Ангел остановился. Повернулся и посмотрел на меня. По инерции (и ещё потому, что голова моя была опущена и смотрел я больше не вперёд, а себе под ноги) я прошёл ещё шаг и почти налетел на внезапно остановившегося Ангела.

Я был настолько погружён в ровное его бормотание (в непрерывном потоке которого тонули без следа и всплеска даже редкие восклицания и эмоциональные подъёмы голоса), что почти отключился от окружающего мира и потому внезапной остановки Ангела не заметил.

И не сразу сообразил, что на время он замолчал.

Ангел смотрел на меня. Минуты две, не отрываясь.

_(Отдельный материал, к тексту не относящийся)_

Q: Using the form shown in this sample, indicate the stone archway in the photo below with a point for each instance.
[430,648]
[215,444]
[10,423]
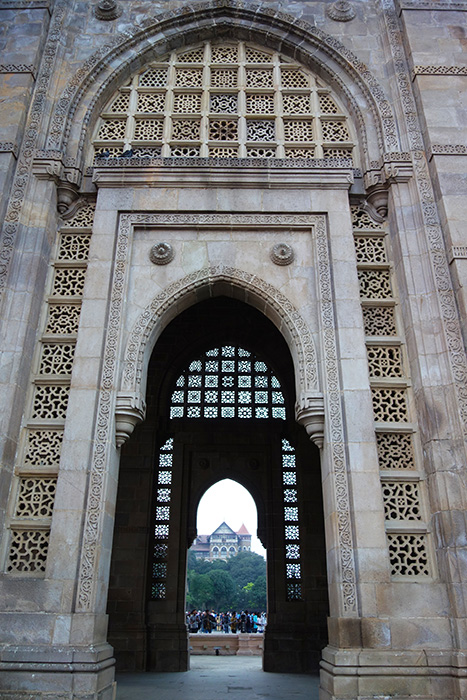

Его остановившийся взгляд, казавшийся пустым и холодным, вдруг резко сфокусировался на моих зрачках. На мгновение мне показалось, что чьи-то незримые пальцы быстро и очень жёстко надавили мне на глазные яблоки — и от боли у меня задёргались, запрыгали веки.

Я отшатнулся назад, запрокинув голову.

— Перестань! — крикнул я Ангелу. — Ты надоел! С гипнозом твоим!.. От меня и так уже мало что осталось… Я не выберусь отсюда, сели ослепну! Не выберусь!

От этой неожиданной боли я действительно почти ослеп.

И страх остаться навсегда… Навсегда с Паном… В парке. В могиле…

Я стоял, растирая намокшие от набежавших слёз веки, и только где-то через минуту почувствовал (по наступившему внезапно облегчению), что Ангел отвёл в сторону губительный свой взгляд.

— Это пройдёт, — сказал он. — Дай руку. Я тебя поведу. Минуты через две зрение восстановится. Честное слово, тебе очень повезло, что я так вовремя прикончил твой разум. Если бы он до сих пор был жив, то жарился бы сейчас в твоей черепной коробке. И визжал бы как крыса, попавшая в огонь. Ты видел крысу, которую насаживают на вертел и заживо поджаривают на медленном огне?